Wymyśliłam że na starość to może być dodatkowe źródło przychodu. Samozbiory, przyjeżdża pan z drabinką, sam sobie rwie czego ile chce, waży, płaci i odjeżdża. Ja się tylko muszę nauczyć profesjonalnie przycinać te drzewka.

W tym roku pan przyjechał po 40 kilo różowych winogron (8zł/kg, robi z nich wino, przyjeżdżał co roku).
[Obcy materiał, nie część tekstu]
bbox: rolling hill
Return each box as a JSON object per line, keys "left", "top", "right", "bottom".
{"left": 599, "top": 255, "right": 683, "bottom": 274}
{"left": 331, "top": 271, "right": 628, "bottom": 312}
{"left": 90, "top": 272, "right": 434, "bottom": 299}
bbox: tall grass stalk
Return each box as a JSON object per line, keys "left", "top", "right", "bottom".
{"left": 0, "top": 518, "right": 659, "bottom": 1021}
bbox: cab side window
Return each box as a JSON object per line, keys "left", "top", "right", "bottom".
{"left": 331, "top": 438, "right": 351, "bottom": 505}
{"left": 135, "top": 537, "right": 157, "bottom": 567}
W ubiegłym 20kg czereśni (a czereśnie tanie nie są, już nie pamiętam po ile mu sprzedałam, taniej niż w sklepie, chyba 15zł - a one są wczesne więc wtedy na rynku czereśnie tylko z importu).

No i teraz mając hektar 3ciej klasy bonitacyjnej, posadziłam stado jabłoni, grusz, śliw, czereśni, parę wiśni, dereni jadalnych, nieszpółek, moreli i brzoskwiń, odmiany japońskie grusz i śliw, jak i stare (jabłonie głównie - papierówka, czerwonomiąższowa, szara reneta, złota reneta, antonówka i inne), jak urosną problemu ze zbytem pewnie nie będzie.

Na razie nie ma czasu siedzieć i podziwiać, choć M wczoraj przysiadł na ławce jak ja się zbierałam i sobie pomyślałam że musimy częściej usiąść i robić nic

Ale póki co do pracy, do emerytury jeszcze 15 lat

Miłego dnia!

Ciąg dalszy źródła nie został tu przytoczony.